One of the more elegant explanations of this quantum phenomenon is Schrödinger’s Cat. In this thought experiment, a cat is put into box and a vial of poison is suspended in the box. The poison is released when the decay of a radioactive atom in the box is detected. The decay of the radioactive atom is a quantum mechanical process, leading to a level of uncertainty about when the atom decays. In this system, the atom has both decayed and not decayed. So, in essence, the cat is both dead and alive; the system is said to be in a state of superposition.

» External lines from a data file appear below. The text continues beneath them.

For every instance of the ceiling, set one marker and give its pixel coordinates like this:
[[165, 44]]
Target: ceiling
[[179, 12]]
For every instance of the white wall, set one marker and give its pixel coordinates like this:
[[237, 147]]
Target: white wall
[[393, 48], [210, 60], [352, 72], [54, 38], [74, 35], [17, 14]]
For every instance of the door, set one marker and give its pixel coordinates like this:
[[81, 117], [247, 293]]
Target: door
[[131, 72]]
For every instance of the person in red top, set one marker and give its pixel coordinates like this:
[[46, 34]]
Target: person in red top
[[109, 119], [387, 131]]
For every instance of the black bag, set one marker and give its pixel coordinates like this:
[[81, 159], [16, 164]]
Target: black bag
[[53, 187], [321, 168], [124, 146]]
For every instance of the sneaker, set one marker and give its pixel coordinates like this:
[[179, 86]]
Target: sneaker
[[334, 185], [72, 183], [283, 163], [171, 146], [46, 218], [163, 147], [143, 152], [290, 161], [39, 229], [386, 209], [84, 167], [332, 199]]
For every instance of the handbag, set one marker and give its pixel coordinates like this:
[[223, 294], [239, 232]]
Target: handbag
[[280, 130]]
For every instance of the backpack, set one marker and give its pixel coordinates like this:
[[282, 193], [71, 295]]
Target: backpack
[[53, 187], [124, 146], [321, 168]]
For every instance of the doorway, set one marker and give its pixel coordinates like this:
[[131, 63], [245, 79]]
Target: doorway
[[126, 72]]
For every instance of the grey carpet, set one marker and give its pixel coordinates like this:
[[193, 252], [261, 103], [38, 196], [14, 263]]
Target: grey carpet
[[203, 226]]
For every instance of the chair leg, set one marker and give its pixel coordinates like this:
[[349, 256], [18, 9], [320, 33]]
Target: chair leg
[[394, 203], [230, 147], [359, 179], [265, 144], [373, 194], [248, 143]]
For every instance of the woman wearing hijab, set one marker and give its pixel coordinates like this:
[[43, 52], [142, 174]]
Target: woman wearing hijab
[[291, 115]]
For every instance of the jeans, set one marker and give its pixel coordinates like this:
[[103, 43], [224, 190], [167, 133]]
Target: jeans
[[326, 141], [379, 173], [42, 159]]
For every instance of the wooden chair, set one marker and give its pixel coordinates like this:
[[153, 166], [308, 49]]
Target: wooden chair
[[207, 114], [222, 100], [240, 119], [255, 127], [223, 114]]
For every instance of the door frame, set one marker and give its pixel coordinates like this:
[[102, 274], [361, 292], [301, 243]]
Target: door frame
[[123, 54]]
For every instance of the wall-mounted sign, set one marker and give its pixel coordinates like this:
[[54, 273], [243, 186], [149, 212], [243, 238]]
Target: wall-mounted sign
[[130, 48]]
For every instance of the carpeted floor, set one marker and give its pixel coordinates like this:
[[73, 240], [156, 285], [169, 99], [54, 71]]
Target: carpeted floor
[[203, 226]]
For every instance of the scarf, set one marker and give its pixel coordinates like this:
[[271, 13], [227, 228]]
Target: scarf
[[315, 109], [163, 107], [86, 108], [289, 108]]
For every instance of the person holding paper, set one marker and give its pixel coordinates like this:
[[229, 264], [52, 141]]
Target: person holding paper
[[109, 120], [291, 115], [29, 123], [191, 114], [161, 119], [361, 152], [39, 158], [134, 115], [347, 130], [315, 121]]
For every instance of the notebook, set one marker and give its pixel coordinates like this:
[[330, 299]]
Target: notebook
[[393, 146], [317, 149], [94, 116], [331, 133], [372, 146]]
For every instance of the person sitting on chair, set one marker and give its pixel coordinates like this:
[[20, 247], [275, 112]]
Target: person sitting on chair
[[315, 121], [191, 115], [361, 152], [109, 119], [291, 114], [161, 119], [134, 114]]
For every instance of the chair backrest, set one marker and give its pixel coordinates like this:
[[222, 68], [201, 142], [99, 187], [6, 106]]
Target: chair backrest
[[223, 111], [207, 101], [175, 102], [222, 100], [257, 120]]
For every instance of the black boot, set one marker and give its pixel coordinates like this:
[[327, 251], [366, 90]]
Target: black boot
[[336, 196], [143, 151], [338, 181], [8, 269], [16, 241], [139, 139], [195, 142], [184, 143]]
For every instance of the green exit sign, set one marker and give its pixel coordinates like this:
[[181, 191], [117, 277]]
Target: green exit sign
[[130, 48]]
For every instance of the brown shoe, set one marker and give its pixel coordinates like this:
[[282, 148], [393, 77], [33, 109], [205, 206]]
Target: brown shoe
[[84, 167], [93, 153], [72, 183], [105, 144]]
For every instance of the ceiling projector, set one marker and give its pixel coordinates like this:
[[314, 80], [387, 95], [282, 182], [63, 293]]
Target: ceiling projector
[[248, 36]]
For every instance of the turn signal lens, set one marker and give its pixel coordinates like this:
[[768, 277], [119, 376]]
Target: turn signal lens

This quantum effect has always been talked about in terms of the atomic or molecular scale, never for macroscale objects. Now, a team of researchers led by scientists at the Imperial College London has described, in the
New Journal of Physics
, their ability to measure this quantum effect in a small—yet visible to the naked eye—drum. In the experiment, the drum is essentially struck by a drumstick of light—a few photons. The result: the skin of the drum has been made to vibrate and not vibrate at the same time.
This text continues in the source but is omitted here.